This past week we explored the process of grief in the context of leaving the religious life. The final stage of grief, Acceptance, can seem a far way off when one is in the deep valley of anger, depression, or denial. Yet it does, and will come to all of us.
Today is Ascension Sunday, the day when Christ, in all His glory, is taken up to heaven to be with His Father. What a contrast to his prior exit from this earth – one of bloody defeat to one of triumphant victory.
Despite the contrast of Christ’s two exits from earth, one aspect remained – His wounds. Why did He keep them? Perhaps it is more than a symbol of what He did for us. Perhaps it is a lesson in suffering – that it has a purpose, that it shapes our identity and our mission in life. Our past wounds, Christ shows, are not to be hidden, but to be a sign of triumph and transformation.

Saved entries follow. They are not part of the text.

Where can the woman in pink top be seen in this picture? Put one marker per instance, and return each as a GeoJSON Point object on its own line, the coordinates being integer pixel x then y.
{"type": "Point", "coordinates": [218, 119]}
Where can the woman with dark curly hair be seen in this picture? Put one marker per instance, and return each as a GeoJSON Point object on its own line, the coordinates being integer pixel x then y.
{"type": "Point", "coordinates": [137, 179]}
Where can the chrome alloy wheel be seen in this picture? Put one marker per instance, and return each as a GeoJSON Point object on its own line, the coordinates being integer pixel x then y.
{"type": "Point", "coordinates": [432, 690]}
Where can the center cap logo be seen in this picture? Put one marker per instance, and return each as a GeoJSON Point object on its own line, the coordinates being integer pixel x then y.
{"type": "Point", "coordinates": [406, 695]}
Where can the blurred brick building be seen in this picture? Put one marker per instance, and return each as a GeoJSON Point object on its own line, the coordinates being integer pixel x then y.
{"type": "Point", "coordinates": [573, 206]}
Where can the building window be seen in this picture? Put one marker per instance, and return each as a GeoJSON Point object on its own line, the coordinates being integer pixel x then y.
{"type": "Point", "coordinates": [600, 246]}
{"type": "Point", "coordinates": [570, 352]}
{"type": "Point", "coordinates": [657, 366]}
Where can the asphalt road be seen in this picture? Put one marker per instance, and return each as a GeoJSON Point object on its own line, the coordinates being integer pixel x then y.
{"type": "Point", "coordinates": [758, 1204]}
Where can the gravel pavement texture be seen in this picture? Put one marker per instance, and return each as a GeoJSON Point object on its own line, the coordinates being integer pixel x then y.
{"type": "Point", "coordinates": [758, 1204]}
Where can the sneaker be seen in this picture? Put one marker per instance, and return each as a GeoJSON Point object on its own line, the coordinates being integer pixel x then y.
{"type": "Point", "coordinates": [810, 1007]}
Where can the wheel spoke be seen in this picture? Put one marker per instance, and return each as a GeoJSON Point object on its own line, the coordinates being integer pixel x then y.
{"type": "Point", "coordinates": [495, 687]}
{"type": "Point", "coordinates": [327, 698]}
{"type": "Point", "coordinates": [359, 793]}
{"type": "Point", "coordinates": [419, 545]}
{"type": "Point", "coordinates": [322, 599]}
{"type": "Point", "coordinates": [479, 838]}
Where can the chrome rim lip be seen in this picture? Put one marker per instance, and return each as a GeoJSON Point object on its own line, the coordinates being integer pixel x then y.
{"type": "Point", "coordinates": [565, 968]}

The final stage of Acceptance is not forgetting about our loss, but embracing it as a part of who we are and who we are to become. It was said once that where our wounds are, there is our mission. How paradoxical that sounds. Yet, if you look around, you will find this truth.
By Wendy Macagno
Wendy has received her MA degree in Counseling Psychology from Regis University and her BA in Religious Studies from Benedictine College. She has served her community as a career coach in both the non profit and government sectors.
How very true!
Wendy, I loved what you said in the web-chat about how Our Lord still bore His wounds after His resurrection, but He now glories in them (paraphrased, of course). It was very comforting to think that even if these wounds don’t seem to heal as quickly or as apparently as I would like, that they will not always be a negative thing…in fact, even now they unite me closer to Him. Thank you for sharing your experience with us. I found much encouragement from this recent web-chat.